The Biography of a Runaway
“For perhaps he was for this reason separated from you for a while, that you would have him back forever, no longer as a slave, but more than a slave, a beloved brother, especially to me, but how much more to you, both in the flesh and in the Lord. If then you regard me a partner, accept him as you would me.” – Philemon 1:15-17
If ever a New Testament story depicts the redemptive work of Jesus Christ in a very picturesque way, it would be the little epistle of Philemon. Paul writes to a fellow believer and old friend named Philemon, a wealthy layman in Colossae. Paul pens this letter on behalf of a runaway slave by the name of Onesimus that he has recently met while in prison at Rome. Onesimus had deserted his post of service under his master Philemon, and had come to the larger city of Rome to “get lost in the crowd.” We do not have all of the details, but Paul and Onesimus gloriously meet by divine intervention, and Paul leads Onesimus to faith in Christ. Paul became aware of Onesimus’ story of desertion. It probably floored Onesimus when he found out that Paul just so happened to be an old friend of Philemon. Can you imagine how Onesimus felt? Here was a runaway slave running from his old life of slavery. The last thing he wanted to be associated with was his past. And low and behold, the one man he gets to know in the big city just so happens to be a friend of his master and owner! But in his process of discipling Onesimus, Paul explains to him that the right thing to do was go back to Colossae and humbly submit himself to his master Philemon. I am sure that this was the last thing on Onesimus’ radar, and that he was taken aback to such a suggestion. But Paul told him not to worry, that he would write a letter to his old dear friend Philemon and explain the whole story, and share that Onesimus was a fellow believer, and an heir to God. Paul wrote the letter, and sent Onesimus as the deliverer. I can’t even imagine how white Onesimus’ knuckles must have been as he clung to that letter stating his free position in Christ.

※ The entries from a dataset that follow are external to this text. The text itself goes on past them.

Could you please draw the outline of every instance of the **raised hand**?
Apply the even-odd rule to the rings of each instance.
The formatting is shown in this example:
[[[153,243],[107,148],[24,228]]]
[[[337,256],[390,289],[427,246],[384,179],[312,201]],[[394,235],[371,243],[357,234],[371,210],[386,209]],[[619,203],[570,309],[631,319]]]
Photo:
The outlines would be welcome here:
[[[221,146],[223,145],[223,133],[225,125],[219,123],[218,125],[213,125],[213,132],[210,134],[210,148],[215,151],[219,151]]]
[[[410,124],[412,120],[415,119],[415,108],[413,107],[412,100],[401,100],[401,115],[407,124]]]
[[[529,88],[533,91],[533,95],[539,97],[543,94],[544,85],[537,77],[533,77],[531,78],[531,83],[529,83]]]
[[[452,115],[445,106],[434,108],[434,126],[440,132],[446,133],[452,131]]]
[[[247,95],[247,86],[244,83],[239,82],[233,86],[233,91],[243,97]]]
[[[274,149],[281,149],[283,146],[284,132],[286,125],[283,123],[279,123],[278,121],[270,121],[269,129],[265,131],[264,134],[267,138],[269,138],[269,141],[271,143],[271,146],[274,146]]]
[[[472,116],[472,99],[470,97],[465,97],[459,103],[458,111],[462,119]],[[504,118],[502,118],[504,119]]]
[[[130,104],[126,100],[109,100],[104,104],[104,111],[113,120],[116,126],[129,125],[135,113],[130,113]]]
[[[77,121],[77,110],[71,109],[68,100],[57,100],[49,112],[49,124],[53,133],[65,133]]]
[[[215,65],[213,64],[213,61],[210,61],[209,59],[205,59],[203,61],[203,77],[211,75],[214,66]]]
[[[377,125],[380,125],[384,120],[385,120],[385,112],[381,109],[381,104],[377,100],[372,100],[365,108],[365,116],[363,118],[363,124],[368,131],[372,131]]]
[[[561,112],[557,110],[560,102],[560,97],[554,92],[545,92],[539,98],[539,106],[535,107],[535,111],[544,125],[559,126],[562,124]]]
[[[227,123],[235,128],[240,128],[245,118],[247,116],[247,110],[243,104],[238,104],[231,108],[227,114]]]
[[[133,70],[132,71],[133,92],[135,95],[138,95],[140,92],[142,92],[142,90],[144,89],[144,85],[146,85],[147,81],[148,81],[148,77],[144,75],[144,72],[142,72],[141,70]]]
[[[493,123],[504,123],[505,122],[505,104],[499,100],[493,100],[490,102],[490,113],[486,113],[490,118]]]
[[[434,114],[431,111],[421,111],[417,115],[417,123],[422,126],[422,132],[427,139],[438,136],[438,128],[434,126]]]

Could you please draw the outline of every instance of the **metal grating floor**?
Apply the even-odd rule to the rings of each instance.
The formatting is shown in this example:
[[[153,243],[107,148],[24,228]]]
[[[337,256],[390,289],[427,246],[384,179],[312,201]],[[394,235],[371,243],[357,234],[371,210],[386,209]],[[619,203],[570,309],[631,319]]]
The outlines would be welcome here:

This is a beautiful story of the redemptive work of Christ in our life. It serves as a cameo-snapshot of what Christ does on our behalf as He represents us and pleads our case before God. In our story, the actions of the Paul reflect the redemptive work of Christ, and reveal to us tells various truths about our Lord Jesus’ love for us. To begin with, Jesus accepts your position. Salvation is not a respecter of race, gender, financial status or even social status. God saves all different types of people. He saves wealthy men like Philemon, and He saves slaves like Onesimus. Unlike man, God does not see people from a social or economic position, for there is equal footing at the cross. Secondly, Jesus argues your problem. Paul was an advocate for Onesimus. He writes to Philemon and says, “Give this guy another chance. He has been saved, so now He is your brother.” Thirdly, Jesus assumes your penalty. He takes the punishment for Onesimus. Paul said to Philemon, “whatever He owes you, put on my account (Vs 18).” This act of grace is what Jesus also did for us. As believers, our sins were charged to Jesus’ account. Finally, Jesus assures your pardon. Just like that sealed letter carried by Onesimus sealed his fate, our pardon has been gloriously sealed by the blood of Jesus (Vs 16). I wonder what it was like when Onesimus showed up to Philemon’s place with a submissive heart and a sealed letter from Paul. I also wonder what Philemon’s face looked like when he read that Onesimus was no longer a slave but a son. I do not believe that Onesimus slept in the slave house that night; instead I believe he slept in his master’s house.